Pendidikan tidak hanya berorientasi pada penguasaan pengetahuan, tetapi juga pada pengembangan keterampilan dan kemandirian peserta didik. Nilai Singer dalam Pancawaluya menekankan pentingnya kecakapan, kecekatan, dan kemampuan beradaptasi sebagai bekal menghadapi tantangan kehidupan. Nilai ini menjadi bagian penting dalam membentuk generasi yang siap menghadapi masa depan.

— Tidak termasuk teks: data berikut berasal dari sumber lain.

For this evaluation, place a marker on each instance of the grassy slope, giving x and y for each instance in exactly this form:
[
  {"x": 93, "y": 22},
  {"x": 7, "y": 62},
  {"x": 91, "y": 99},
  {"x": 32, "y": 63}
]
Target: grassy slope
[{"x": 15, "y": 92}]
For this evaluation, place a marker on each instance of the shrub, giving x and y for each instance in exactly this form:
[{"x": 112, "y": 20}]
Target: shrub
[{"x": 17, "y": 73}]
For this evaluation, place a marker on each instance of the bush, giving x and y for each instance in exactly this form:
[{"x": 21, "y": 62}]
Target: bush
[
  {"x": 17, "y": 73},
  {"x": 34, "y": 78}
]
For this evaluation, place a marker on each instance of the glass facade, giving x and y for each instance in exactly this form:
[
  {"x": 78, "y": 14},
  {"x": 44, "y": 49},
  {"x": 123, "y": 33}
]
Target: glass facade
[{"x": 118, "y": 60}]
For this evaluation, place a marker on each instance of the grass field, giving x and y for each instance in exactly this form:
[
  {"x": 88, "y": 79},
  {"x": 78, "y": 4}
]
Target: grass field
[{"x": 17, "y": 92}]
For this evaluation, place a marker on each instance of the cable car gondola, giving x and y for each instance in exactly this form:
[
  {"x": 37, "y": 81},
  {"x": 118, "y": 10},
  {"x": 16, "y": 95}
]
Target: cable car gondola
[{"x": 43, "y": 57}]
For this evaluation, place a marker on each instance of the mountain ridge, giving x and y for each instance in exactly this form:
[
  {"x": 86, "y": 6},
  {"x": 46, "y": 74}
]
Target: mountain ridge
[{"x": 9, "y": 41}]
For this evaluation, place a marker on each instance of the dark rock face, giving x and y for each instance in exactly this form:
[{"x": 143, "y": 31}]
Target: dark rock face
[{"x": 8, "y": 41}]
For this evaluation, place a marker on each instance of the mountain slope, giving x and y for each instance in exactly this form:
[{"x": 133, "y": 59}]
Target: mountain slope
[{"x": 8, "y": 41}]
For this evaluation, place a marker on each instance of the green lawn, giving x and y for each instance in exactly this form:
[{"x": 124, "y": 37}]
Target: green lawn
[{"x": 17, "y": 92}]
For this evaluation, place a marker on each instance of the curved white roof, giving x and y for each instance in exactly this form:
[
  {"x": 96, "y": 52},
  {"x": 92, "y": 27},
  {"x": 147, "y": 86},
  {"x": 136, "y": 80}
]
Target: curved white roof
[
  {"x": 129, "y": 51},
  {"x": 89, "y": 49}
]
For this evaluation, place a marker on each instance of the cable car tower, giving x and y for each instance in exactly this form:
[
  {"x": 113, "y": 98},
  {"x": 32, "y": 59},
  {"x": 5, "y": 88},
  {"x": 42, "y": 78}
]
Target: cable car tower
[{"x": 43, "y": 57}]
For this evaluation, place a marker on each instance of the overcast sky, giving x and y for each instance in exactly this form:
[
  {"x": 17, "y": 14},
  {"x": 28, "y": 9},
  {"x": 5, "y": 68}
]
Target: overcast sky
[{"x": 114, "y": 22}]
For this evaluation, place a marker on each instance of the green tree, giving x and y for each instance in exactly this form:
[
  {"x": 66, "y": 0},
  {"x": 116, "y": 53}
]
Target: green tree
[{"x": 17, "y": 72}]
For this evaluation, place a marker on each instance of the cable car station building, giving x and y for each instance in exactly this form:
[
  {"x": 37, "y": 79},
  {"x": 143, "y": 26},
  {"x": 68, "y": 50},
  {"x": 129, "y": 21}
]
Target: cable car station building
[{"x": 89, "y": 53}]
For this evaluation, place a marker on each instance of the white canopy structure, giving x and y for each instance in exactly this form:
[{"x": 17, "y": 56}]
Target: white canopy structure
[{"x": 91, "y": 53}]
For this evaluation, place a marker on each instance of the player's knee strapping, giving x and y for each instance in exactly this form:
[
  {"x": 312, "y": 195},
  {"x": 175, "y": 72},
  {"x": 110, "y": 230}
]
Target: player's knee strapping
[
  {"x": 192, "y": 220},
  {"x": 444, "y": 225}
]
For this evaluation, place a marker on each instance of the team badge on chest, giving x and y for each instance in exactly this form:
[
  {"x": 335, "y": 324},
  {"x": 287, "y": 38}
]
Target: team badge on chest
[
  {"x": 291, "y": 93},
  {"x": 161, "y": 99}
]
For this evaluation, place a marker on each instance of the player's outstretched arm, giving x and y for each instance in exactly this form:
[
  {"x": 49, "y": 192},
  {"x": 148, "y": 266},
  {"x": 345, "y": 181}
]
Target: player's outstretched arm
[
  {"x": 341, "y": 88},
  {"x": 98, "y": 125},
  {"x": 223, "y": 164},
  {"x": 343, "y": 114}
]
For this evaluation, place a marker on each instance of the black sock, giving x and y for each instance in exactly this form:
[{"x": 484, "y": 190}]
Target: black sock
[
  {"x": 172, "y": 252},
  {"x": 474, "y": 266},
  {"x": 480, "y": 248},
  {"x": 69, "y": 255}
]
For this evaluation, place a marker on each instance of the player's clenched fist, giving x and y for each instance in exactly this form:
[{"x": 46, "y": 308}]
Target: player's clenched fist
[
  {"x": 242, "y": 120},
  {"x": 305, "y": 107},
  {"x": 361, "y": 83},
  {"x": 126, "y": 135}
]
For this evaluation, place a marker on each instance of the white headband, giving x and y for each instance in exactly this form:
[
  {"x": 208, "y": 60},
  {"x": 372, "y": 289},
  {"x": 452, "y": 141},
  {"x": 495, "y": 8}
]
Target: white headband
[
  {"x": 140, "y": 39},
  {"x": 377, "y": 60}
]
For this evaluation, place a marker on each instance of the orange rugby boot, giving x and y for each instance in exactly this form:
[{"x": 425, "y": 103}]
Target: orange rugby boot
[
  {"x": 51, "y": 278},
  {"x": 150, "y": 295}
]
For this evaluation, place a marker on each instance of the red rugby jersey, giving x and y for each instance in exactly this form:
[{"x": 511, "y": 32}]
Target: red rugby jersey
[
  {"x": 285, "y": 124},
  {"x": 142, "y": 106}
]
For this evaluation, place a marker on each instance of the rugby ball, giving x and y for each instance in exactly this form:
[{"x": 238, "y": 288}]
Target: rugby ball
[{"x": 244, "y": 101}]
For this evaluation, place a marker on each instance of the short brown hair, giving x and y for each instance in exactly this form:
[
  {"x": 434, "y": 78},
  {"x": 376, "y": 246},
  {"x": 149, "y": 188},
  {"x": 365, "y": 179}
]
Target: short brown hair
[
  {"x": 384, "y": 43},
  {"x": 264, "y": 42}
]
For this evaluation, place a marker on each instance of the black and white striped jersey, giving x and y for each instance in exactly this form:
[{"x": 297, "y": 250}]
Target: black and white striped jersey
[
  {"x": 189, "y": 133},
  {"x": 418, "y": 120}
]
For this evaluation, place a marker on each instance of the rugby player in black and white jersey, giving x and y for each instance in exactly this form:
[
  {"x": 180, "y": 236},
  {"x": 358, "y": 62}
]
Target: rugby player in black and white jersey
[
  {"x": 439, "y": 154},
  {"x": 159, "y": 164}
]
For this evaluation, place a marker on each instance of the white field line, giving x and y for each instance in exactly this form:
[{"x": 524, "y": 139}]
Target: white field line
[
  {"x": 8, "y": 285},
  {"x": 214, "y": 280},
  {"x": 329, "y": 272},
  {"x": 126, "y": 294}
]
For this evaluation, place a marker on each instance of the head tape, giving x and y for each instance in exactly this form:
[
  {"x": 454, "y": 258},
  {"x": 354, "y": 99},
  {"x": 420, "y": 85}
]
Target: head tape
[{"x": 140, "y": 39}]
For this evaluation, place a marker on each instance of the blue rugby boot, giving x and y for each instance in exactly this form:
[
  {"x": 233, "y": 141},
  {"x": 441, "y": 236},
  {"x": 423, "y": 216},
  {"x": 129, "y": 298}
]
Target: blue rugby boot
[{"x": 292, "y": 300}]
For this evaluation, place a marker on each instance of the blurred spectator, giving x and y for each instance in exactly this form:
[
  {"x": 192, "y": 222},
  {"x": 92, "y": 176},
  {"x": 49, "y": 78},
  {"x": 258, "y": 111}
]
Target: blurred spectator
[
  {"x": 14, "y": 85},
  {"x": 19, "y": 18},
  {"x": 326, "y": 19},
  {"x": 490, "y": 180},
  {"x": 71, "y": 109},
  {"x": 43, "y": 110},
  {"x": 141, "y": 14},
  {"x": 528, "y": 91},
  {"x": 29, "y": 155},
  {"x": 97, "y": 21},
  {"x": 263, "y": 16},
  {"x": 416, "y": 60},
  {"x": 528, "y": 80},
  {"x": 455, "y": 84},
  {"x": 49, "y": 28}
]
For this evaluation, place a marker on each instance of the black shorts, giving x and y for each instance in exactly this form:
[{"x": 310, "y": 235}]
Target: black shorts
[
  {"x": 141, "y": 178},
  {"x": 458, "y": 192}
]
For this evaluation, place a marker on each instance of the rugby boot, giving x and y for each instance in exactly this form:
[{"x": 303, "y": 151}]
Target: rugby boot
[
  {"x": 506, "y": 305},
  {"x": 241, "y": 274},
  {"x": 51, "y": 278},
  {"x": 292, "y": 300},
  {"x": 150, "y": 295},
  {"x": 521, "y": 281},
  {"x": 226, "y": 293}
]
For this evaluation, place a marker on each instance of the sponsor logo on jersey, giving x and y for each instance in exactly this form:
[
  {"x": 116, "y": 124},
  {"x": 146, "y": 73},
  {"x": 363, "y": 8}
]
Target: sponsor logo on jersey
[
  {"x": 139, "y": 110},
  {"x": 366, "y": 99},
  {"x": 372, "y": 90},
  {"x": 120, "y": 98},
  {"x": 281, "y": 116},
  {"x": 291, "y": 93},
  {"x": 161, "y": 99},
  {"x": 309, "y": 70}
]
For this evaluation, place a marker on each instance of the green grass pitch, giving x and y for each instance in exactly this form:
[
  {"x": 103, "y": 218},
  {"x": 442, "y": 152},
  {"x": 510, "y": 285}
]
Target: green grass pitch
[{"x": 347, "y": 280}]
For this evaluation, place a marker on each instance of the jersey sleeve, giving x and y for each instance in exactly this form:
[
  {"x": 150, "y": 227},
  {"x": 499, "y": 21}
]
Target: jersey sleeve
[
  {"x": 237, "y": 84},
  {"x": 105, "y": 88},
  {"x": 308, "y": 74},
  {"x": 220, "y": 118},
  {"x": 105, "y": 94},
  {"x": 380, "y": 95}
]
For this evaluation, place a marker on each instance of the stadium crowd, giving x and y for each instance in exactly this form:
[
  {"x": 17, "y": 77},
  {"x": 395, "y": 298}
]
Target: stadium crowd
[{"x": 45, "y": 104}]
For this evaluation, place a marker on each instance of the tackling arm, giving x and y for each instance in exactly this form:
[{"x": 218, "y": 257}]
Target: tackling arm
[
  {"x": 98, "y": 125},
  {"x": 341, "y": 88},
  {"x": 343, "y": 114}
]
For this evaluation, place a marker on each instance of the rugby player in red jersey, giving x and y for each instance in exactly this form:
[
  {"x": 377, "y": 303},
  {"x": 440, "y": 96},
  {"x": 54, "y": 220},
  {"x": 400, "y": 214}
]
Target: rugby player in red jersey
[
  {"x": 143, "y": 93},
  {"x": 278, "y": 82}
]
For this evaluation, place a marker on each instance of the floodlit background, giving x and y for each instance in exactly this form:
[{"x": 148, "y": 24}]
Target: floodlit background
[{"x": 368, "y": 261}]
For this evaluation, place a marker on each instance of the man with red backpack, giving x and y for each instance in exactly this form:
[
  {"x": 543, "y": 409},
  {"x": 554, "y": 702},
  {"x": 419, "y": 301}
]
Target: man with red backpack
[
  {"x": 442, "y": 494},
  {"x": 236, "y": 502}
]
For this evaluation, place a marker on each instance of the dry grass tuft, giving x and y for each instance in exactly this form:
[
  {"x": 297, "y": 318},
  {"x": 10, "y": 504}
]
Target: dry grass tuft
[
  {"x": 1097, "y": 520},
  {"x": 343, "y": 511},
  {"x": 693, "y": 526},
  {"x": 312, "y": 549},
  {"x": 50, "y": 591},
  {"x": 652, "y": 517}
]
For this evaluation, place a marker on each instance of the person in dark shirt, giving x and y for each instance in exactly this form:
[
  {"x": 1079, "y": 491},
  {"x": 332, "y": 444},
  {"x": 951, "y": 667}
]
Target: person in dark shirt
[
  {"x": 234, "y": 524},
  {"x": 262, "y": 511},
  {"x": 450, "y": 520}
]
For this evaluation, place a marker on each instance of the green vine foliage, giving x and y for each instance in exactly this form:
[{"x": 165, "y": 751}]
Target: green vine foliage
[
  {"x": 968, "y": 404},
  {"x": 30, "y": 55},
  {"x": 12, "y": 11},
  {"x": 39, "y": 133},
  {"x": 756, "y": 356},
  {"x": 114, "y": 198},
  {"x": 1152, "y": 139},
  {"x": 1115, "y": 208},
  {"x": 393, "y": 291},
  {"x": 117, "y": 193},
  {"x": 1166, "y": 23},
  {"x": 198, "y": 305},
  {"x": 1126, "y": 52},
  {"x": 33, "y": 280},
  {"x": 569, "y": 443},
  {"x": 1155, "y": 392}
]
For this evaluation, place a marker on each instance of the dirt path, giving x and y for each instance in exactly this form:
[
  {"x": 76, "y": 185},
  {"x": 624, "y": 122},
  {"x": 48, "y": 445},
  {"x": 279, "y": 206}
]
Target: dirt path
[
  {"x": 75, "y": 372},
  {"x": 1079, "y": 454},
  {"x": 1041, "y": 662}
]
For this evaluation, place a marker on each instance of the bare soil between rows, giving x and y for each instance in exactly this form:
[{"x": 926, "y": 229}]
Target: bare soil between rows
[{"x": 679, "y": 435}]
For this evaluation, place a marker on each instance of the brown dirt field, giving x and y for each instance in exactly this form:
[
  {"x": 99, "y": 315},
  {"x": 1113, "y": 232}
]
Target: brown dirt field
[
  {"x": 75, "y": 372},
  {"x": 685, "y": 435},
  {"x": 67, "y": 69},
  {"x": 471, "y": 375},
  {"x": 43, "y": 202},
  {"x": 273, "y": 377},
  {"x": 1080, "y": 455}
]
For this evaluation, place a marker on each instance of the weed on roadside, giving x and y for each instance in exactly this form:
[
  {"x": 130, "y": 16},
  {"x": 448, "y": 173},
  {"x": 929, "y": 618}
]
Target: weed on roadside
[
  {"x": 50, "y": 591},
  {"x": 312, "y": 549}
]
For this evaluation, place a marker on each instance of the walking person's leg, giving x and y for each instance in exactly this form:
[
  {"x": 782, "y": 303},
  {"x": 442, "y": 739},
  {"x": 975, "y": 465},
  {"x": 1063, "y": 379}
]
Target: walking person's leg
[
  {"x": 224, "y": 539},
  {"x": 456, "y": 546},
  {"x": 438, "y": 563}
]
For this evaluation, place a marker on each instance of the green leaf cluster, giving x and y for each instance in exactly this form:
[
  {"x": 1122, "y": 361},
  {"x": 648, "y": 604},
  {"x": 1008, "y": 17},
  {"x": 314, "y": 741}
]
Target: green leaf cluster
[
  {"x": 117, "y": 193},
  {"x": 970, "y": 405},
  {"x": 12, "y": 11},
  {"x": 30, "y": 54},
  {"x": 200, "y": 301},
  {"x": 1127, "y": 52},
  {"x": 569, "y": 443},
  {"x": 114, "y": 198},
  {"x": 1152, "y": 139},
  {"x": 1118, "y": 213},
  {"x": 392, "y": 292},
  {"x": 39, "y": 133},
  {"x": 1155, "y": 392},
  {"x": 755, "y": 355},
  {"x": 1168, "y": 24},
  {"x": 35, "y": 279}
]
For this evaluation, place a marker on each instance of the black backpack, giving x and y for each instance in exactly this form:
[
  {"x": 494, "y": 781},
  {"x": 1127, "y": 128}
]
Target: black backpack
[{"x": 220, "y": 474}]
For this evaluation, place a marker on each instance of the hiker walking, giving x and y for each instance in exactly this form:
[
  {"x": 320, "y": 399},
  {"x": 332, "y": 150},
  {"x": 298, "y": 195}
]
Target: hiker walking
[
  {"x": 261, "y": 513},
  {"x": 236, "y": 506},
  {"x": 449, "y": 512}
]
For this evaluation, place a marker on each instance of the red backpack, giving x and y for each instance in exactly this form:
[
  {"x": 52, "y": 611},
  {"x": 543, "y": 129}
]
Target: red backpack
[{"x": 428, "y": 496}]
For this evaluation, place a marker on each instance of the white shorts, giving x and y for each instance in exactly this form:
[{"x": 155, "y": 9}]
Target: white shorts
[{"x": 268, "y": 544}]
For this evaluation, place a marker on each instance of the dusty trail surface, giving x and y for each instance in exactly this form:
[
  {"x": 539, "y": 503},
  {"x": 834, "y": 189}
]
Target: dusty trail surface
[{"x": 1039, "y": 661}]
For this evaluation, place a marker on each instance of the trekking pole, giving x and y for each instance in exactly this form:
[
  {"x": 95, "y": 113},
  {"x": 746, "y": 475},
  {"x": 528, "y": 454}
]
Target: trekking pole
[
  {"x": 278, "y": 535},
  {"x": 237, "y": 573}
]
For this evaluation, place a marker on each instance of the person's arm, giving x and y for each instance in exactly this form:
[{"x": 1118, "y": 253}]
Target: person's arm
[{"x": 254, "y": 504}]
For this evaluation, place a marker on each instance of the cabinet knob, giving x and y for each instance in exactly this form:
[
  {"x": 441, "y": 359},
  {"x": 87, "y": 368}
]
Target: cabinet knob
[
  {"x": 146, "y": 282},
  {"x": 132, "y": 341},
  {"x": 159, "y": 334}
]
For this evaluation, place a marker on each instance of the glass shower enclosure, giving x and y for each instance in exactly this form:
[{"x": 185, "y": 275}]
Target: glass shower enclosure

Sekolah berupaya mengembangkan nilai Singer melalui berbagai kegiatan yang melatih keterampilan dan kemandirian peserta didik. Kegiatan ekstrakurikuler, projek pembelajaran, serta pengembangan minat dan bakat menjadi sarana bagi peserta didik untuk mengasah kemampuan praktis, bekerja sama, dan menyelesaikan masalah secara mandiri. Melalui kegiatan tersebut, peserta didik belajar untuk bertanggung jawab terhadap proses dan hasil yang dicapai.
Nilai Singer juga mendorong peserta didik untuk bersikap cekatan, adaptif, dan kreatif dalam menghadapi perubahan. Dalam proses pembelajaran, peserta didik dibiasakan untuk mengambil inisiatif, berani mencoba hal baru, serta mengembangkan potensi diri secara optimal. Guru berperan sebagai pembimbing yang memberikan ruang bagi peserta didik untuk belajar dari pengalaman dan praktik nyata.
Selain itu, penanaman nilai Singer berkontribusi dalam membentuk karakter kerja keras dan kemandirian. Peserta didik diajak untuk memahami bahwa keterampilan hidup merupakan bagian penting dari proses pembelajaran, yang akan membantu mereka dalam menghadapi tantangan akademik maupun kehidupan bermasyarakat.
Dengan menguatkan nilai Singer, sekolah berharap dapat melahirkan peserta didik yang terampil, mandiri, dan siap berkontribusi secara positif di tengah masyarakat. Nilai ini menjadi bekal penting bagi peserta didik untuk tumbuh sebagai generasi yang tangguh, produktif, dan berdaya saing di masa depan.